Joseph Stiglitz décrit un monde financier mal conçu où les différentes incitations poussent tous les acteurs à adopter un mauvais comportement.

 

Les prêts hypothécaires étaient conçus de manière à maximiser les gains des banques et la titrisation leur permettait de ne pas vraiment faire attention au risque de remboursement.

 

Enfin, les modèles étaient mal étudiés pour prévoir les risques de risque puisque selon ceux couramment utilisés,« le type de krach boursier qui s’est produit le 19 octobre 1987 ne pouvait survenir qu’une fois toutes les 20 milliards d’années »…

 

Le prix Nobel dénonce par ailleurs un système inégalitaire qui a conduit à une baisse de près de 4 % du revenu réel médian des ménages de 2004 à 2008, alors que dans le même temps, le prix de l’immobilier explosait et que le PIB par habitant augmentait de 10 %…preuve qu’une poignée de privilégiés seulement en profitait.


UN TRAITEMENT DIFFERENCIÉ

 

La croissance était donc alimentée par le crédit, et les extractions hypothécaires des ménages représentaient jusqu’à 7 % du PIB pour une année.

 

Le point de rupture est atteint lorsque les aides aux banques interviennent alors que les ménages surendettés se voient saisir leur maison.

 

Et Stiglitz de noter : « les spéculateurs sont mieux traités que les travailleurs ».

 

Le prix Nobel est très critique à l’égard de l’ex-président GW Bush.

  

Son analyse du plan de sauvetage des banques est édifiante : 150 milliards de $ pour « garantir » les votes des représentants au Congrès.

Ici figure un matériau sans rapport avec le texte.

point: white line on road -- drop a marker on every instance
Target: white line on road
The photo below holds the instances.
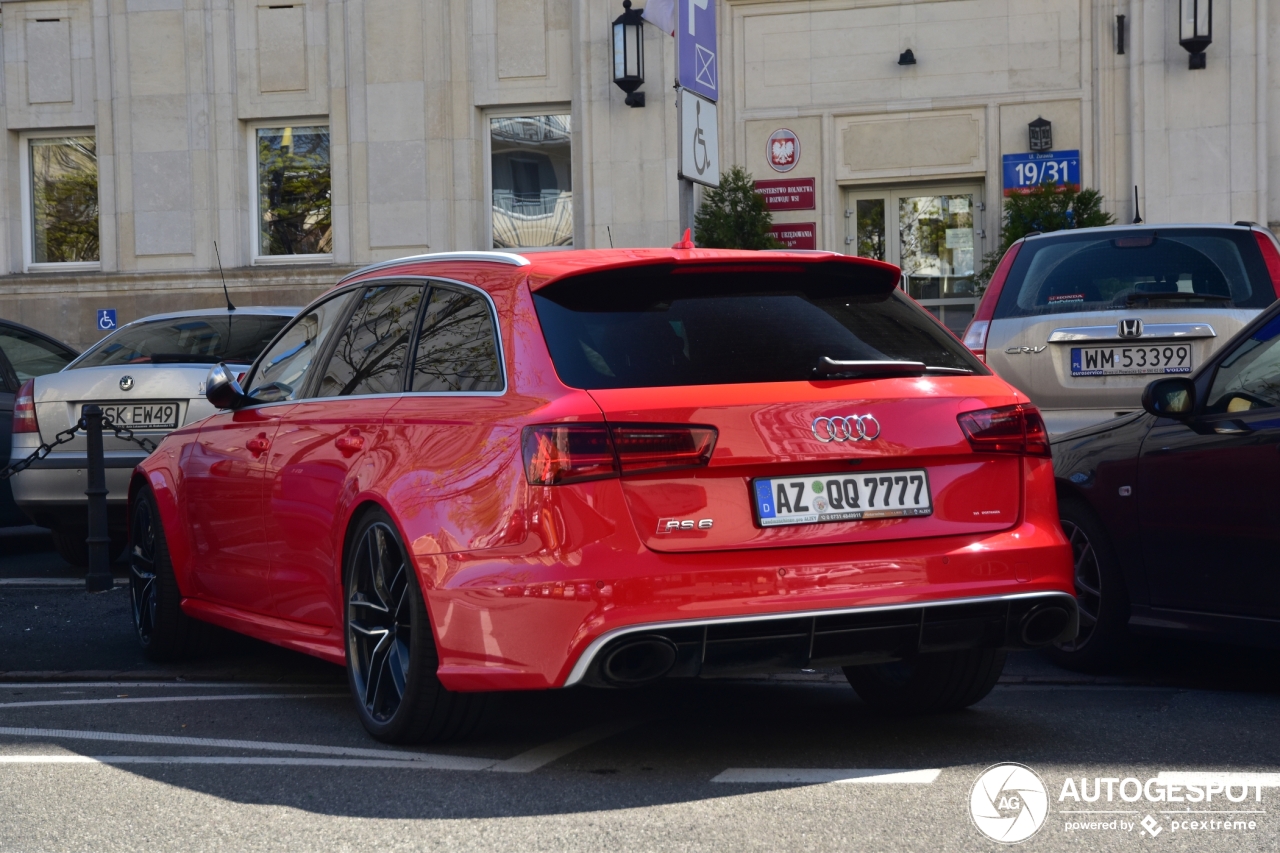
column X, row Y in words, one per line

Affirmant que les contribuables ont été volés, il s’insurge contre le financement par l’Etat à 92 % du fonds de rachat d’actifs toxiques.

 

Ainsi, l’État supporte les pertes, mais n’en recueille que 50 % des profits. Les autres 50 % profitera au secteur privé …qui, en plus, se délestera de ses actifs les plus pourris !


ET OBAMA ?


Attention ! Joseph Stiglitz critique aussi la « navigation à vue » du nouveau président, Barack Obama : 

 

« il est frappant que le président Obama, qui avait fait campagne en promettant le changement auquel on peut croire, n’ait que légèrement redisposé les fauteuils sur le pont du Titanic ».

 

Il dénonce le traitement différencié selon qu’il s’agit des cadres supérieurs d’AIG aux « contrats sacralisés » ou des ouvriers des entreprises automobiles qui voyaient leurs accords salariaux devant être renégociés.

 

Le prix Nobel montre en définitive l’écrasante responsabilité des banques, qui ont engrangé des profits colossaux avant d’être sauvées par l’État « bienveillant », pendant que les citoyens subissaient une triple peine : perte de leur maison, facture  due au repêchage des banques, et perte de leur emploi pour bon nombre d’entre ces citoyens.

 

Il faudra bien un jour réfléchir aux mesures pour que cela ne se reproduisent plus jamais.

Comprendre et agir : il n’y a pas d’autre issue !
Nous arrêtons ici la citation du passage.